L’histoire, rapportée par des proches, a des allures de drame mystique. M. K., trentenaire camerounais, s’était fixé un objectif spirituel hors norme : reproduire le jeûne du Christ dans le désert, sans eau ni nourriture, afin de « fortifier son esprit » et de remporter des « batailles spirituelles ». Pour ce faire, il s’était isolé chez lui, interdisant à sa famille et à ses amis de lui rendre visite, et leur demandant de ne pas interférer avec son « voyage intérieur ». Son seul secours devait venir d’en haut, confiait-il.
Un isolement total, une issue tragique
Les premiers jours se seraient bien passés, selon son entourage. Mais dès la troisième semaine, les signes d’épuisement sont apparus. C’est finalement au seizième jour du jeûne que le drame s’est produit : M. K. s’est effondré chez lui, sans que personne ne puisse intervenir, ses proches respectant à la lettre sa consigne de ne pas « jouer les Judas ».
Devant l’absence prolongée de nouvelles et le silence persistant, plusieurs membres de son entourage ont fini par forcer la porte de son domicile. Ils l’ont découvert inconscient et ont immédiatement appelé les secours.
Le corps n’a pas résisté
Transporté à l’hôpital, M. K. est décédé peu après son arrivée. Le diagnostic médical est sans appel : défaillance organique généralisée due à un jeûne prolongé, autrement dit une mort par inanition. Aucun élément ne permet d’évoquer une cause surnaturelle ou diabolique, soulignent les médecins.
Ce décès soulève aujourd’hui une question délicate au sein de la communauté chrétienne locale : peut-on considérer qu’un tel acte, motivé par une foi extrême, relève du suicide ? Pour certains fidèles, cette issue interroge les limites de l’ascèse spirituelle, tandis que d’autres redoutent que ce geste ne soit pas absous par la grâce divine.

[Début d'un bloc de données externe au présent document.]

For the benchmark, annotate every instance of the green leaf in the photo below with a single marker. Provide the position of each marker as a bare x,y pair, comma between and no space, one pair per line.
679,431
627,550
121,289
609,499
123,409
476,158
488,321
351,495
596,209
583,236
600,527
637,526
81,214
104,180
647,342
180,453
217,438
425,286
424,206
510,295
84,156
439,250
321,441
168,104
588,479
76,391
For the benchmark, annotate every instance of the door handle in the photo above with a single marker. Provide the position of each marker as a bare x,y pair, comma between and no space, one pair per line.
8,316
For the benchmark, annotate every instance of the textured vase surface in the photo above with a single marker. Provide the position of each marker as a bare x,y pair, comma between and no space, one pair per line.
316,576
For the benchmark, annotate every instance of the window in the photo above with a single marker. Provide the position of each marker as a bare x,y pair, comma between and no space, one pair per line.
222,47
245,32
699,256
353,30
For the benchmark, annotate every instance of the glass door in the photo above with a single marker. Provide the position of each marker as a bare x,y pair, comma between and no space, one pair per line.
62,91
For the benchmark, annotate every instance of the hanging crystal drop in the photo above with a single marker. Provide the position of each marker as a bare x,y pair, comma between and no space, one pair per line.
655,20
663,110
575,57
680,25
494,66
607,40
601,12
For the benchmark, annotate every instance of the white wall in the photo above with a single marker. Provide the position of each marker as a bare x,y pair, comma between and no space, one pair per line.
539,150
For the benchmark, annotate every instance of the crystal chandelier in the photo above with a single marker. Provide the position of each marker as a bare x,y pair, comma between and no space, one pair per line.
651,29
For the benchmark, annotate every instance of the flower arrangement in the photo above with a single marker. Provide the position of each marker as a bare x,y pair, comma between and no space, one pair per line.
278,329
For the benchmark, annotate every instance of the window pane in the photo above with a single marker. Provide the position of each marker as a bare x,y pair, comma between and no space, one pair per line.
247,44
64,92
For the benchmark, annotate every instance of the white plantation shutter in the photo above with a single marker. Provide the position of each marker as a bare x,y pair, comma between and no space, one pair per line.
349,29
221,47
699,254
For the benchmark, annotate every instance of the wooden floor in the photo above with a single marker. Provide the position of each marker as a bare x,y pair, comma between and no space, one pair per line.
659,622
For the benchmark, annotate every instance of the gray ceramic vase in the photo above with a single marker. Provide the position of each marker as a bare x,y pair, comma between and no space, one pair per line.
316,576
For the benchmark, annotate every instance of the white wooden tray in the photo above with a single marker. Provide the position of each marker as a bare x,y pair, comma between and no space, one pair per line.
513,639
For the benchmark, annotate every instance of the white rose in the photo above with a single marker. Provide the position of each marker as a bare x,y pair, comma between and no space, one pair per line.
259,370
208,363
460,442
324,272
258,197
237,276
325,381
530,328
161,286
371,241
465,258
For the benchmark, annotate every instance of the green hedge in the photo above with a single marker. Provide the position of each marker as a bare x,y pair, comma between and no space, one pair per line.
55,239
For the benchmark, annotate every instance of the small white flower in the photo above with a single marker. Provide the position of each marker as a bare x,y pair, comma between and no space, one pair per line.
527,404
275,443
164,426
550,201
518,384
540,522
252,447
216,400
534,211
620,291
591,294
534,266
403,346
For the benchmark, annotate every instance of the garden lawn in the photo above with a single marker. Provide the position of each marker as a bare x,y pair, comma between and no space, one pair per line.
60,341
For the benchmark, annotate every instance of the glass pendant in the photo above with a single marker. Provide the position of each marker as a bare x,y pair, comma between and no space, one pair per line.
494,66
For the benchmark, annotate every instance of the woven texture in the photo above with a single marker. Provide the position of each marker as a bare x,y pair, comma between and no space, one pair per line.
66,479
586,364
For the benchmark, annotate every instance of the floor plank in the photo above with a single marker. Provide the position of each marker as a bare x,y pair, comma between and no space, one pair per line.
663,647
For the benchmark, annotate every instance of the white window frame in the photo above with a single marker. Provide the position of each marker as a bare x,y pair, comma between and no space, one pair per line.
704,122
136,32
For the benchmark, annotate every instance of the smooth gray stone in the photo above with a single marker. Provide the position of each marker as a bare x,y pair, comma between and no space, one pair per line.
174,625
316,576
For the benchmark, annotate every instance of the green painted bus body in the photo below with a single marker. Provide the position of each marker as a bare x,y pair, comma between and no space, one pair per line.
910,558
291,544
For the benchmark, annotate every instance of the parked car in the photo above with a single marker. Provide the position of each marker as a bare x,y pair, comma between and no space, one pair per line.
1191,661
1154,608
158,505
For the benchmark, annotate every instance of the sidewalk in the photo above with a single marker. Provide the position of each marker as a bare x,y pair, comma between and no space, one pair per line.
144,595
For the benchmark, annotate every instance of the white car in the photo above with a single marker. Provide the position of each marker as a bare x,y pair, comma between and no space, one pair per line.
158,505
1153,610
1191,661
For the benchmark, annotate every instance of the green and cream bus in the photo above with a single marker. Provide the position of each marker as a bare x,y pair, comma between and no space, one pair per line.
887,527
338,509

Les risques mortels d’un jeûne prolongé
Les professionnels de santé rappellent que le corps humain ne peut survivre plus de quelques jours sans eau, et que toute privation alimentaire au-delà de 40 jours, même encadrée, expose à des risques mortels. Le jeûne, s’il est pratiqué dans un cadre religieux, doit impérativement être suivi médicalement et adapté à chaque organisme.
En ce sens, ce drame vient rappeler que la foi, aussi puissante soit-elle, ne peut pas tout surmonter, et que la vie terrestre, elle, a ses propres lois.